Что касается ситуации, когда всё вроде бы нормально и мы знаем, что в этом водоёме было много рыбы, а вдруг её не стало, экологам и такая ситуация понятна и известна, но "обычным" людям – не всегда. Речь о таком понятии как "продукция". Если мы говорим про биомассу, то это когда я выловил, например, 10 кг рыбы. А что такое продукция? Это непонимание рождает вопрос, куда ушла рыба? Приведу простой пример: я или вы пошли в банк, у вас есть какие-то деньги, и положили их на счет. Эти деньги, которые вы положили в банк – ваша биомасса, биомасса в природе. И вы хотите жить на эти проценты. Когда они "набегают", вы их снимаете, живёте на них, они опять нарастают. Эти проценты ‒ продукция. Если вы будете изымать из экосистемы продукцию, у вас никогда водоём не будет без рыбы. Сложность в том, что в банке вы понимаете, сколько “рыбы” и где она, а в природе непонятно. Это связано с методами оценки продукции. Если мы говорим о первичной продукции, это водоросли, продуценты, которые с помощью солнечной энергии, воды, углекислого газа, фотосинтеза синтезирует органическое вещество из неорганического. Это первичная еда для всех, для нас в том числе. Без этого у нас не будет жизни. А далее по цепочке: кто-то поедает эти водоросли или растения, тех, кто поедают растения, поедают хищники, хищников – другие хищники, второго, третьего порядков и так далее. Так выстраивается пирамида.

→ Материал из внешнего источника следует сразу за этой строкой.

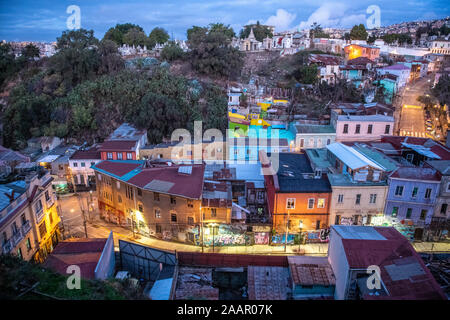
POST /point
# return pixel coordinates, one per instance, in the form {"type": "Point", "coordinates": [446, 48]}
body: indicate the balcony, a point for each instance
{"type": "Point", "coordinates": [26, 227]}
{"type": "Point", "coordinates": [7, 247]}
{"type": "Point", "coordinates": [17, 237]}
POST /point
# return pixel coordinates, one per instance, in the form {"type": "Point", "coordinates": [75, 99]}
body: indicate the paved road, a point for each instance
{"type": "Point", "coordinates": [412, 121]}
{"type": "Point", "coordinates": [97, 228]}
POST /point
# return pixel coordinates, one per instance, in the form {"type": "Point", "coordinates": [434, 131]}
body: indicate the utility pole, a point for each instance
{"type": "Point", "coordinates": [287, 232]}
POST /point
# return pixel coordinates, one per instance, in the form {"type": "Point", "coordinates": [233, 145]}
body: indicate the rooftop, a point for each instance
{"type": "Point", "coordinates": [403, 272]}
{"type": "Point", "coordinates": [296, 175]}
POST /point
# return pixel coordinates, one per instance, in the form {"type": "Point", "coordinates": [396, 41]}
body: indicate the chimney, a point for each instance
{"type": "Point", "coordinates": [447, 140]}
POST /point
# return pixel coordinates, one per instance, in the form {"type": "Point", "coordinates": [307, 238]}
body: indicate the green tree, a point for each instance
{"type": "Point", "coordinates": [358, 32]}
{"type": "Point", "coordinates": [172, 51]}
{"type": "Point", "coordinates": [30, 51]}
{"type": "Point", "coordinates": [211, 54]}
{"type": "Point", "coordinates": [260, 31]}
{"type": "Point", "coordinates": [117, 33]}
{"type": "Point", "coordinates": [158, 36]}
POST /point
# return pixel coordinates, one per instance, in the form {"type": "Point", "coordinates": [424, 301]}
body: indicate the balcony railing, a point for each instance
{"type": "Point", "coordinates": [7, 247]}
{"type": "Point", "coordinates": [17, 237]}
{"type": "Point", "coordinates": [26, 227]}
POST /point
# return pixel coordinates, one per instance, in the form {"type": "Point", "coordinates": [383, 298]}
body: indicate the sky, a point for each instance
{"type": "Point", "coordinates": [45, 20]}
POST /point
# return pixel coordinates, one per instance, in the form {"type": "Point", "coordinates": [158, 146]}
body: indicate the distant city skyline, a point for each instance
{"type": "Point", "coordinates": [45, 20]}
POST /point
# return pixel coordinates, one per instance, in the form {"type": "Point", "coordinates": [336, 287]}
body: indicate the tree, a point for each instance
{"type": "Point", "coordinates": [260, 31]}
{"type": "Point", "coordinates": [30, 51]}
{"type": "Point", "coordinates": [158, 36]}
{"type": "Point", "coordinates": [117, 33]}
{"type": "Point", "coordinates": [172, 51]}
{"type": "Point", "coordinates": [136, 37]}
{"type": "Point", "coordinates": [211, 53]}
{"type": "Point", "coordinates": [358, 32]}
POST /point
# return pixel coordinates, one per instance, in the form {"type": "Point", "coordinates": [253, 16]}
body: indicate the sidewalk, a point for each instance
{"type": "Point", "coordinates": [100, 228]}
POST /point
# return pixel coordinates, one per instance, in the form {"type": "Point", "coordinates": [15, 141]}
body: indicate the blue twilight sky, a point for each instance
{"type": "Point", "coordinates": [44, 20]}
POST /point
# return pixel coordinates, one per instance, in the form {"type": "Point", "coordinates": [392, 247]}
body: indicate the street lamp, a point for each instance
{"type": "Point", "coordinates": [300, 237]}
{"type": "Point", "coordinates": [287, 231]}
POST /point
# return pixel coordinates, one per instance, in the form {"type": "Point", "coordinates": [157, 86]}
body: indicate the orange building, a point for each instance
{"type": "Point", "coordinates": [354, 51]}
{"type": "Point", "coordinates": [298, 198]}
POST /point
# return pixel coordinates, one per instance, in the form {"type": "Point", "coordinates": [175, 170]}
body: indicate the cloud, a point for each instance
{"type": "Point", "coordinates": [332, 14]}
{"type": "Point", "coordinates": [282, 20]}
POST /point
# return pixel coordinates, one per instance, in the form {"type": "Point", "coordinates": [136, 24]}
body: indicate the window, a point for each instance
{"type": "Point", "coordinates": [394, 211]}
{"type": "Point", "coordinates": [408, 213]}
{"type": "Point", "coordinates": [290, 203]}
{"type": "Point", "coordinates": [42, 229]}
{"type": "Point", "coordinates": [321, 203]}
{"type": "Point", "coordinates": [345, 128]}
{"type": "Point", "coordinates": [399, 191]}
{"type": "Point", "coordinates": [423, 214]}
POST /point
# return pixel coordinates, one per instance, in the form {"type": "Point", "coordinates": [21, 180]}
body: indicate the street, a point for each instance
{"type": "Point", "coordinates": [71, 207]}
{"type": "Point", "coordinates": [412, 120]}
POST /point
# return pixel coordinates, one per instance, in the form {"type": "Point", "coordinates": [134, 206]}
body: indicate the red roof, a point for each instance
{"type": "Point", "coordinates": [395, 251]}
{"type": "Point", "coordinates": [91, 154]}
{"type": "Point", "coordinates": [119, 145]}
{"type": "Point", "coordinates": [442, 151]}
{"type": "Point", "coordinates": [85, 253]}
{"type": "Point", "coordinates": [419, 173]}
{"type": "Point", "coordinates": [169, 180]}
{"type": "Point", "coordinates": [118, 168]}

Вылов рыбы, соответствующий норме, должен составлять очень небольшую величину от первичной продукции. Это максимум 0,1-0,2% от годовой первичной продукции водорослей. Эта продукция – скорость образования органического вещества в единицу времени, например за год, месяц, день. Первичную продукцию, водоросли, мы можем измерить. Для этого есть скляночный метод и другие, с использованием измерительных приборов. А продукцию консументов – животных, в том числе рыб, мы измерить не можем. Мы её можем только рассчитать. В этом сложность. Чтобы понять, чем отличается продукция от биомассы рыб, нужно некое системное мышление, а ещё лучше – доверие рыбоохранным институтам, которые дают квоты, рассчитывают продукцию на основе возможного изъятия рыбы, чтобы не погубить её основной капитал, биомассу, хотя мы ловим и едим биомассу. Видите, как здесь всё сложно.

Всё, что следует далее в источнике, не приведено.